Tuesday, April 25, 2006

Wool not sustainable without smart marketing


Nice article in The Land, the Bible hearabouts. Half a page, on page 33. Opposite a report which indicates that the current bosses of the wool industry do not understand marketing. I'm angling to take over the job. "Bring in the Guru!" they will shout. Then it'll be 'all among the wool, boys' as we ramp up the marketing of this fabulous fibre.
Why do I want that poisoned chalice? To live with the heartbreak of carefully conserving topsoil throughout the worst three years of drought in living memory, and feeding the sheep at a cost of many thousands of dollars, only to have the price fall from the highs of 1500 centres a kilo we received 4years ago through the average prices of 880 cents and down through 600 cents to languish around the 550 cents mark for so long.

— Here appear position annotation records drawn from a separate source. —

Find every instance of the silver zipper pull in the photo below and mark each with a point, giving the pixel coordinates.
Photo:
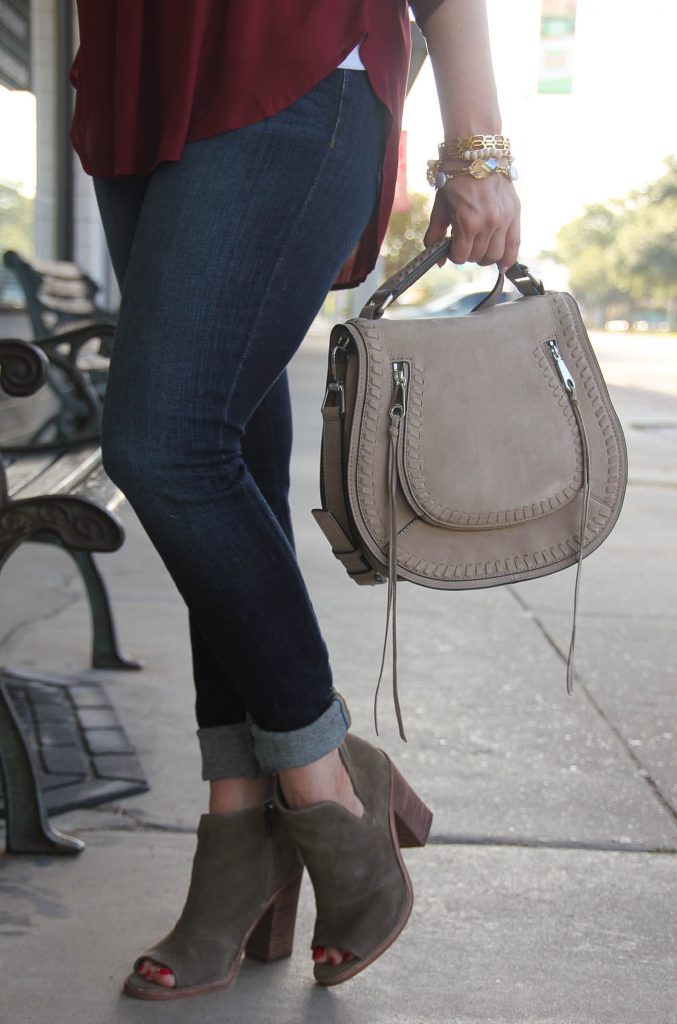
(400, 384)
(562, 369)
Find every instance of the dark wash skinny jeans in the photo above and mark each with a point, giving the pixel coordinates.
(224, 258)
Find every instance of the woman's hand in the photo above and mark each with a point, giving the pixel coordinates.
(483, 215)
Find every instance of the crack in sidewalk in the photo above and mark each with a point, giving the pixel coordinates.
(14, 631)
(642, 770)
(133, 823)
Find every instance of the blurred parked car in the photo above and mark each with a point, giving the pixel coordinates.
(457, 303)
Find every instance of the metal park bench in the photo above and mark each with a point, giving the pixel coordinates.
(59, 497)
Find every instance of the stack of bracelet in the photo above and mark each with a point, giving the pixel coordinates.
(477, 156)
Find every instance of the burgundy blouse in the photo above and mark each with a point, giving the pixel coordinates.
(152, 75)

The price is the scoreboard for the wool marketers. but wool has been much neglected by the people responsible for its selling because they still had their heads in the 1950s when the Korean War saw demand for our wool go through the roof and stay there for nearly a decade. Even small woolgrowers got rich. Wool was a pound a pound. They never recovered from that experience and they've been waiting for it to come back - through the years when the Government propped up the price artificially until there were 4 million bales in stockpile at Yennora in Sydney. The growers were seduced by a cargo cult mentality to believe the world owed them a high price. Heartbreaking for them, when you see the work they put in and the love for the fibre that drives them on. Heartbreaking. It's got to stop. It's a new world. We need new ideas. Not incremental changes, or shifts at the fringes. It needs a root and branch revolution. And we're the ones to turn it around.
The press release that led to the visit of journalist Penny Zell was sent in November 2005. That's how long it can take to turn PR into printed story, even when you've got a good story.